Justice Sotomayor, on behalf of the three dissenting justices, took the majority to task for its reliance on the “structural features” of the Bankruptcy Code in light of the efforts of what it perceived to be improper debt collection practices. Citing to data from the Federal Trade Commission and Consumer Financial Protection Bureau, the dissent highlighted the financial incentive of professional debt collectors to pursue a recovery. Given the monetary investment, some professional debt collectors commence lawsuits regardless of the passage of time, based on the hope that the consumer will not respond. This practice exploits the fact that the statute of limitations is an affirmative defense which must be asserted. Although the adversarial process is the foundation of the American legal system, the dissent complained that placing the onus on consumers to expend resources to assert a statute of limitations defense often results in the court entering default judgment against the consumer based on the latter’s failure to take action. The bankruptcy process is no different, in which the minority criticized the majority’s praise of certain safeguards as shortsighted, because a properly filed proof of claim, absent the filing of an objection, is deemed valid and allowed. Citing common sense, the dissent concluded that no party should be permitted “to profit on the inadvertent attention of others,” and the filing of a claim that the debt collector knows to be time-barred constitutes “unfair” and “unconscionable” collection practices.
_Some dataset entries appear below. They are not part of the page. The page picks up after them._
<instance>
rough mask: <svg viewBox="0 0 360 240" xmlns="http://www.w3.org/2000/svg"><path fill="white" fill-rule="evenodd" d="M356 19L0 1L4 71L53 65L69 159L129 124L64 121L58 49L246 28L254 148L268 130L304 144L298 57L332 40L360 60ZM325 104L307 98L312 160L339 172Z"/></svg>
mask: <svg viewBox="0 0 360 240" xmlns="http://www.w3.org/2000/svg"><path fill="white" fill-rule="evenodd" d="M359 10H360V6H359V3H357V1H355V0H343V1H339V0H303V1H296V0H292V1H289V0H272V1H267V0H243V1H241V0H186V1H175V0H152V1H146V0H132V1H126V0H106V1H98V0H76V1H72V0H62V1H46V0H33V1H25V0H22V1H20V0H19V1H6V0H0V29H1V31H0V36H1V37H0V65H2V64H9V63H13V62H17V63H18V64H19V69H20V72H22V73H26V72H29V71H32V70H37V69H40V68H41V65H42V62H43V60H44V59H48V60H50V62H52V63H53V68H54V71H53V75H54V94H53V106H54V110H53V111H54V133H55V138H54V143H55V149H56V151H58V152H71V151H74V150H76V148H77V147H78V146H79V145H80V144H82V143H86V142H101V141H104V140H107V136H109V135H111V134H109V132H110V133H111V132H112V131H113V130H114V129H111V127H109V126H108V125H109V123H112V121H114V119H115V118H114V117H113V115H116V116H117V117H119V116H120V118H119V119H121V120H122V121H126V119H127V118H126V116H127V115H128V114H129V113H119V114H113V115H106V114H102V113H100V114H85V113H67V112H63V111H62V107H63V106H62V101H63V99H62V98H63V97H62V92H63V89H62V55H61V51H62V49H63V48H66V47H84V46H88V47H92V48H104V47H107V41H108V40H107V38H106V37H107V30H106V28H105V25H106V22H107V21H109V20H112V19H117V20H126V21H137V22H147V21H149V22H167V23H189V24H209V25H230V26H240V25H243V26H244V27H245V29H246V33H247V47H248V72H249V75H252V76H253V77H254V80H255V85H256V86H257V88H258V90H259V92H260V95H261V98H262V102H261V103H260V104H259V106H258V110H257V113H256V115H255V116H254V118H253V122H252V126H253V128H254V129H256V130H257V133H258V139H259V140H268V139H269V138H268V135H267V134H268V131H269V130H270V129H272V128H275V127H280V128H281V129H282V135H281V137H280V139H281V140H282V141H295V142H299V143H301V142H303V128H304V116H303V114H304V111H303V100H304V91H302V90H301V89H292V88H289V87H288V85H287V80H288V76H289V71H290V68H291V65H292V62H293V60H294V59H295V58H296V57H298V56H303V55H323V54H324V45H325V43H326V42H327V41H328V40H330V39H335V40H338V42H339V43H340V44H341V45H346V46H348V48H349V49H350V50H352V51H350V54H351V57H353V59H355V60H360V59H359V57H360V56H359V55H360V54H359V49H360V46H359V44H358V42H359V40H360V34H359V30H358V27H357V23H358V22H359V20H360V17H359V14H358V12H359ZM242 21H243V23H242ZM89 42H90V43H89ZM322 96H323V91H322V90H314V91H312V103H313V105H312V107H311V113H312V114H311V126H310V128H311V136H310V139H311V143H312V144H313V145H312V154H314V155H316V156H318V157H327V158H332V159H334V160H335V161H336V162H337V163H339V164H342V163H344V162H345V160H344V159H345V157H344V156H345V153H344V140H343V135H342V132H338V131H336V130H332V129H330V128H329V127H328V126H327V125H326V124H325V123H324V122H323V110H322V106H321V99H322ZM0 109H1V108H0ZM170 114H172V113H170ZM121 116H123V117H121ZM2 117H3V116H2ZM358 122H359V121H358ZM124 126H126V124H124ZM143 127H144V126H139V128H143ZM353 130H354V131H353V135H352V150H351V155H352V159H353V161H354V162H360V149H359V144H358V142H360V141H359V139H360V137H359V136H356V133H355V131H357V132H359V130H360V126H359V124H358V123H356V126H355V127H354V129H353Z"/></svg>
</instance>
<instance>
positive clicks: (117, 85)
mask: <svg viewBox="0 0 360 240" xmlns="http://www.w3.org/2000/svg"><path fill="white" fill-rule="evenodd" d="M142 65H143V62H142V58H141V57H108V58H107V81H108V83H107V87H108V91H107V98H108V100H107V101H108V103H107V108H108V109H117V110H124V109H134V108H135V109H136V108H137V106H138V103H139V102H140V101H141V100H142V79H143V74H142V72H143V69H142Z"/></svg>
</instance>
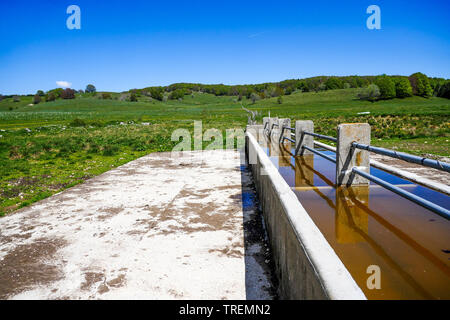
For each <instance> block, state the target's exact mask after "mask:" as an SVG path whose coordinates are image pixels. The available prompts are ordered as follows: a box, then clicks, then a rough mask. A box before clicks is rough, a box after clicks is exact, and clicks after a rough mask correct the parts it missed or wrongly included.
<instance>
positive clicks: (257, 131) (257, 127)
mask: <svg viewBox="0 0 450 320" xmlns="http://www.w3.org/2000/svg"><path fill="white" fill-rule="evenodd" d="M245 130H246V131H247V132H249V133H251V134H252V135H253V136H254V137H255V139H256V141H260V139H261V138H262V130H263V126H262V125H261V124H253V125H247V127H246V129H245Z"/></svg>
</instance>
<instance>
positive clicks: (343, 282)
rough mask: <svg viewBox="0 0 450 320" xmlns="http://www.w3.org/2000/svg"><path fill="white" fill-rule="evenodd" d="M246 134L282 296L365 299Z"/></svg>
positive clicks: (318, 234)
mask: <svg viewBox="0 0 450 320" xmlns="http://www.w3.org/2000/svg"><path fill="white" fill-rule="evenodd" d="M246 137H247V139H246V143H247V145H246V150H247V152H248V153H249V154H251V153H252V152H253V153H256V156H255V158H256V160H257V161H256V164H254V165H252V171H253V173H254V179H255V182H256V185H257V190H258V193H259V196H260V199H261V201H262V207H263V212H264V215H265V218H266V221H267V224H268V229H269V230H276V231H275V232H274V231H273V232H272V234H271V235H272V238H271V243H272V247H274V249H273V250H274V253H273V255H274V259H275V264H276V266H277V267H278V270H277V273H280V274H281V276H280V277H279V278H280V279H281V280H280V291H281V294H282V298H284V299H332V300H365V299H366V297H365V295H364V293H363V292H362V290H361V288H359V287H358V285H357V284H356V282H355V280H354V279H353V277H352V276H351V274H350V273H349V271H348V270H347V268H346V267H345V266H344V264H343V263H342V261H341V260H340V259H339V257H338V256H337V255H336V253H335V251H334V250H333V248H332V247H331V246H330V244H329V243H328V242H327V240H326V239H325V237H324V236H323V234H322V233H321V232H320V230H319V228H318V227H317V226H316V225H315V223H314V222H313V220H312V219H311V217H310V216H309V214H308V212H307V211H306V210H305V209H304V207H303V206H302V204H301V203H300V201H299V200H298V198H297V196H296V195H295V194H294V192H293V191H292V189H291V188H290V187H289V185H288V184H287V183H286V181H285V180H284V178H283V177H282V176H281V175H280V173H279V172H278V169H277V168H276V167H275V165H274V164H273V163H272V162H271V161H270V159H269V158H268V156H267V155H266V153H265V152H264V151H263V150H262V149H261V147H260V146H259V143H258V141H257V140H256V139H255V138H254V137H253V135H252V134H251V133H249V132H247V133H246ZM249 156H250V155H249ZM284 221H286V222H285V223H283V222H284ZM269 234H270V232H269ZM290 239H291V241H290ZM277 261H278V262H279V263H277Z"/></svg>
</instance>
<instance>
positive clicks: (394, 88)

While the Court did not punish the Petitioner for its efforts to collect on the time-barred claim, creditors would be wise to exercise restraint. First, the Court’s holding is limited in scope, and it should not be interpreted as undermining the purpose or intent of the Act. Second, the Court based its opinion on the broad rights afforded the Petitioner under Alabama law. State law governing another creditor’s claim may be less broad, in which case a time-barred claim may not qualify under Section 101(5) of the Bankruptcy Code. Third, the majority noted that the Petitioner’s acknowledgment of the passage of time in the proof of claim undercut the argument that its actions were false, deceptive or misleading. Fourth, the debtor and bankruptcy trustee possess adequate incentives to object to time-barred claims. While the submission of a proof of claim is rarely expensive or time-consuming, omnibus objections offer a cost-effective means of addressing objectionable claims. Finally, the person submitting the proof of claim must sign the submission under penalty of perjury, and regardless of the commentary from the Advisory Committee on the Federal Rules of Bankruptcy Procedure, attorneys should be aware of the consequences of violating Bankruptcy Rule 9011.
The above-referenced case is Midland Funding, LLC v. Johnson, 581 U.S.______(2017).